The vehicle does not come cheap. Sheets estimated that a demo unit would cost the village about $650,000. But state or federal grants could help offset the cost, he said. The village board did not approve a purchase, as some trustees expressed a desire to see the quint up close. Sheets, however, was authorized to negotiate a deal for the truck with the manufacturer. The chief told the trustees that a 4 percent increase in the purchase price of a quint is expected soon. He added that demo models do not stay on the market for long because of the discounted price.

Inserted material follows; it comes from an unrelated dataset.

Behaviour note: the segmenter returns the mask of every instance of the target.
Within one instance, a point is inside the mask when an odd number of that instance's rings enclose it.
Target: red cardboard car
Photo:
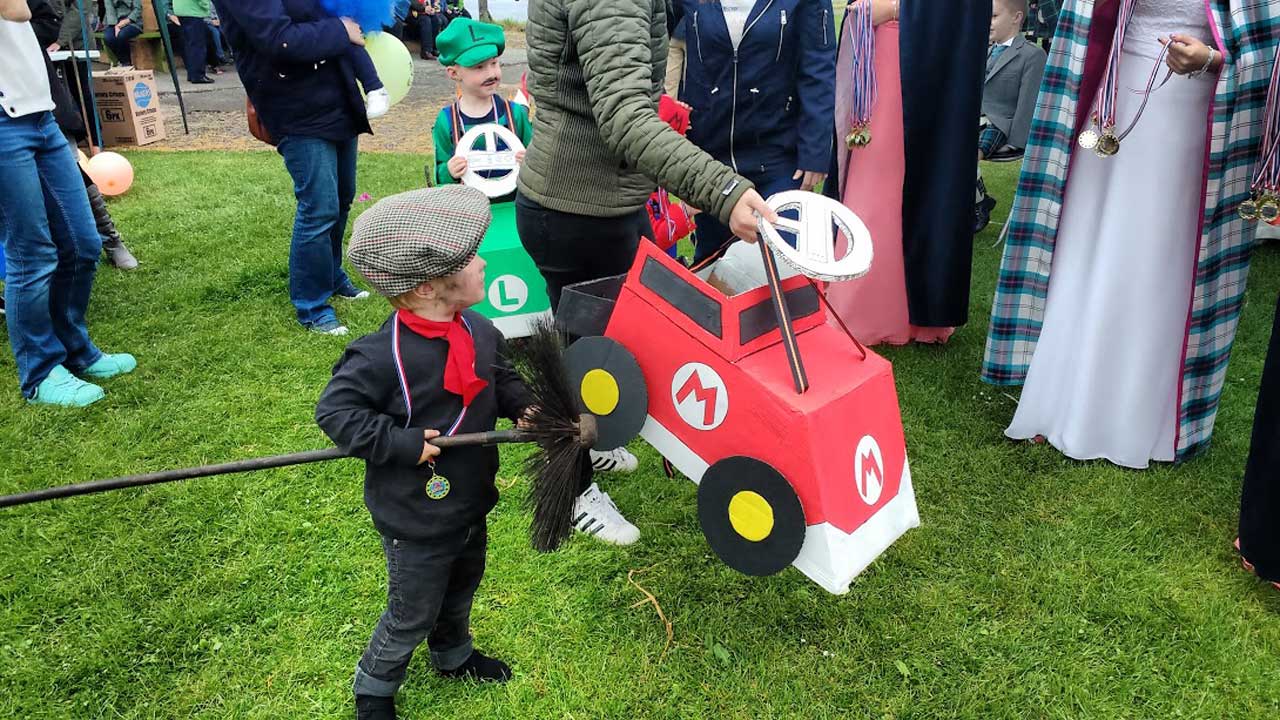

“We need to consolidate some of the apparatuses,” Sheets said. “It will make us more efficient. Vehicle maintenance costs can’t continue to escalate.” Specifically, Sheets proposed removing from the fleet an aerial truck and two pumper trucks, one that is badly rusted and requires significant repair. Sheets said he was offered $164,000 for the three trucks, but is holding out for more.

In September … after learning that the firefighters responded to 86 [false alarms] in 2013 [he] called for stiffer penalties and increasing fines 300 percent. He said that a village ordinance lacked the teeth to reduce false alarms. The ordinance required business owners to pay $25 for each false alarm beginning with the seventh call. The fee is now $100 beginning with the second false alarm, Sheets said.

Sheets also recommended an increase in the ambulance rate after realizing that the village’s rate was one of the lowest in the region. The fee had not been increased in six years.